How to integrate Open Data to enhance semantic search, data analysis, text mining & document analysis

How data enrichment with Linked Open Data (LOD) from Open Access databases helps to improve search, find more results, analyse document sets and data sets and how monitoring with Open Data watchlists generates leads for investigative research

Open Data from Open Access databases like WikiData (structured data from Wikipedia) can be used to improve analysis and navigation of your private data.

It can generate leads for important documents where important concepts or people occur.

Or your private data or documents can be enriched with additional data or structures from open data.

So the integration of Open Data with Open Source research tools enables easier search, more and better search results, analytics and interactive filters (faceted search), watchlists and other useful and powerful features by a combination of textmining and data analysis methods like entity matching and entity tagging, analytics or automatic classification by machine learning.

Computing all this with open source software on your own computer or server all that is possible without giving away sensitive informations because of privacy issues with any cloud services.

If there is an existing list, dictionary, vocabulary or thesaurus or if the entries are available in other structured format like an semantic web ontology yet i.e. from other tools or some open data sources, you don't need to enter manually each named entity like persons, organizations, locations or important words or concepts to the thesaurus to use them for analytics, navigation, aggregated overview and interactive filters.

You can import existing, shared or external list of names, thesauri, dictionaries, vocabularies or ontologies:

Tagging named entities like people or organizations

Using this list of important names or ontology the named entities tagger can tag documents in which this names occur.

Leads for research by matching watchlists

So you get leads for potential relevant documents where important concepts or people on such a watchlist or ontology occur, i.e. if analysing a large unknown document set or dataset or after getting new documents or news.

Analytics, aggregated overviews and exploration

By the faceted search you get an aggregated overview for the different facets like concepts, persons, locations or organizations showing, how many documents matching this entity.

Interactive filters (faceted search)

You can use this overviews or named entities as interactive filter to narrow down search results.
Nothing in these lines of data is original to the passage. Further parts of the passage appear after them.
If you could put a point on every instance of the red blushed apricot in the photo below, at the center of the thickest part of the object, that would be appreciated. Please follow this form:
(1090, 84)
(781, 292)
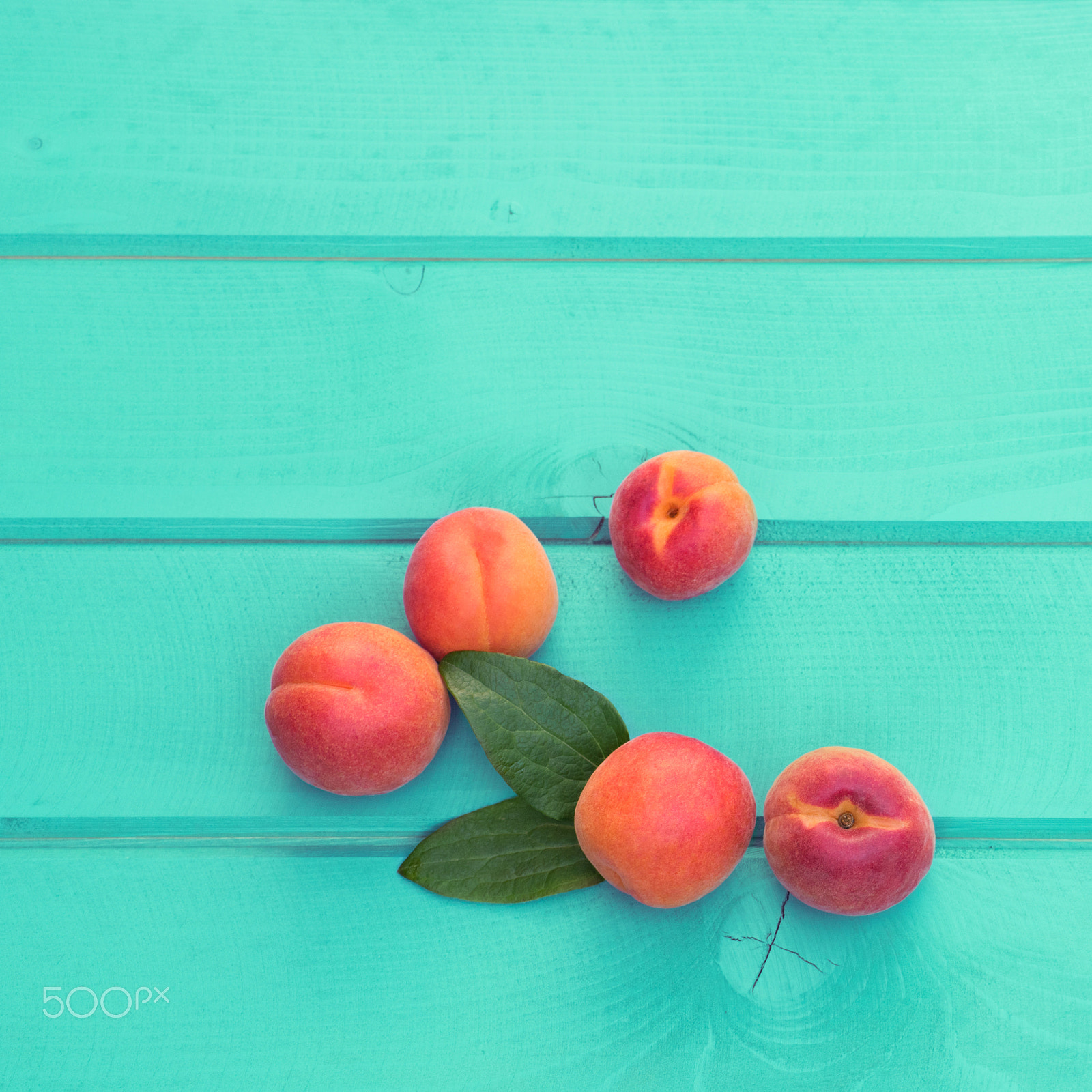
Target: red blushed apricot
(478, 579)
(356, 709)
(846, 833)
(665, 818)
(680, 524)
So a click to a facet (i.e. an organization) will drill down the search results to fewer documents, matching this additional facet/filter, too.

Free open data source (Linked Open Data from WikiData)

One of the biggest and an universal Open Data source is WikiData, the structured multilingual database from Wikipedia.

From this structured datasource you can select and download lists of names for example of important people like politicians for analysis of your document sets, navigation and interactive filters, enable semantic search to find aliases or names in other languages, watchlists, data for data enrichment or data for machine learning.

Finds more by thesauri of synonyms and irregular verbs (Wiktionary)

Another usage of Open Data is to use a dictionary and thesaurus like the Wikipedia Wiktionary or an Libre Office or Open Office hunspell dictionary to extend search queries or indexes so you are able to find synonyms and irregular verbs, too.

Automatic classification or disambiguation (machine learning)

Another use of open data from WikiData or Wikipedia is to get good training data for classification and disambiguation.

So we get for example the possibility to guess which meaning names or words with more than one meaning (homonyms) by comparing the context with big open data like Wikipedia by machine learning algorithms for automatic classification to disambiguate the named entity.

Privacy and data protection: Investigative Research with Open Source Software

With our free Open Source software and research tools you can use Open Data from open data sources on the internet even for investigative research in sensitive documents or other sensitive data with enhanced privacy needs like for example needed for investigative journalism:

Since there is no cloud but only other peoples or companies computers, we want to compute our data ourselves with Free Software.

So after download and import of an open dataset our open source search engine computes all matching and watching for this Open Data list or ontology only on your own laptop or server. There is no upload of documents content fotr analysis nor upload of matching names to a cloud service.

Big Data analysis by Open Data

This is even possible for many named entities or list entries and very much data or and huge document collections.

In some research, text mining and data analysis projects we cross referenced documents with lists and ontologies with hundreds of thousands of names like politicians, species, materials or other important concepts to look for.

In such cases you should import the list to thesaurus editor or ontologies manager for entity tagging before indexing the documents so most entities can be extracted more performant while and before indexing instead of later searches and document updates for each entity, which will need some time in such cases.